- Length: 24 mi (39 km)
- Location: Clinton County, Pennsylvania, US
- Use: Hiking
- Elevation change: Moderate
- Difficulty: Moderate
- Season: Year-round
- Hazards: Uneven and rocky terrain, rattlesnakes, mosquitoes, ticks, black bears

= Eagleton Mine Camp Trail =

Trail network in Pennsylvania, United States

The Eagleton Mine Camp Trail is an approximately 24 mi shared-use trail network in north-central Pennsylvania, in Sproul State Forest. The total trail distance includes several different linear trails that can be used to form one-way and loop routes of various lengths. The trail system is often used for mountain biking but is open to hiking and horseback riding as well.

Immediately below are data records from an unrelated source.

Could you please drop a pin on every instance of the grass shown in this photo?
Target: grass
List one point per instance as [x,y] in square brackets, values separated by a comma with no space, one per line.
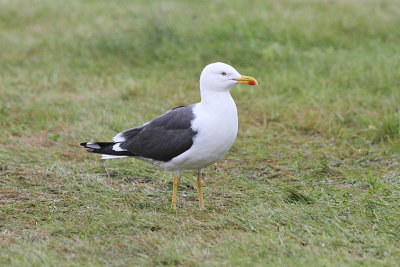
[312,179]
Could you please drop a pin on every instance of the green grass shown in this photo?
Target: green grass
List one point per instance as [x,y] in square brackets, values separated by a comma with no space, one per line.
[312,180]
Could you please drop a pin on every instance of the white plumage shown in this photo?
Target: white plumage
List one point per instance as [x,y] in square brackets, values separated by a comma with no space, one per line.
[187,137]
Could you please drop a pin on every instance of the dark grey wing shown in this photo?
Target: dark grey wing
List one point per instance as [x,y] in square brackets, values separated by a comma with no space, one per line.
[163,138]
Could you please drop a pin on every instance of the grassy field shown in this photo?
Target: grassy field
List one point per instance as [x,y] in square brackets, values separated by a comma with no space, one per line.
[313,178]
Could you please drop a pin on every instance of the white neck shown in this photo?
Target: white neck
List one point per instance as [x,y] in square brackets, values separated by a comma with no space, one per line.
[211,97]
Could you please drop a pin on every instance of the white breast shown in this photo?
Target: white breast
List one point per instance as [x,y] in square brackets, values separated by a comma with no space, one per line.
[216,126]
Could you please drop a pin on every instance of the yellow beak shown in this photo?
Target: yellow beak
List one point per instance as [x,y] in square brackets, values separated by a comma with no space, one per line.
[247,80]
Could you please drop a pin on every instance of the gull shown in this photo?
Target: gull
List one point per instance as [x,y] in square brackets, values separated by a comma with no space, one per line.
[186,137]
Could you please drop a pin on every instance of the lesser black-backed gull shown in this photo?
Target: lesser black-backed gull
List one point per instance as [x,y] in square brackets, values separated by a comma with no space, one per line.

== History and description ==
The Eagleton Mine Camp Trail was developed in 2006 and utilizes several old road and railroad grades associated with a coal mining community that was active from approximately 1845 to 1870. The former Eagleton Coal and Iron Company built several villages for workers, and some parts of the community were funded by the royal family of Spain. The remote community was also known for alcohol bootlegging. Some ruins can be seen along the route, though most of the former structures and transportation routes have been reclaimed by the forest. The trail network is reached from Pennsylvania Route 120, about 15 miles west of Lock Haven, via the unpaved Eagleton Road.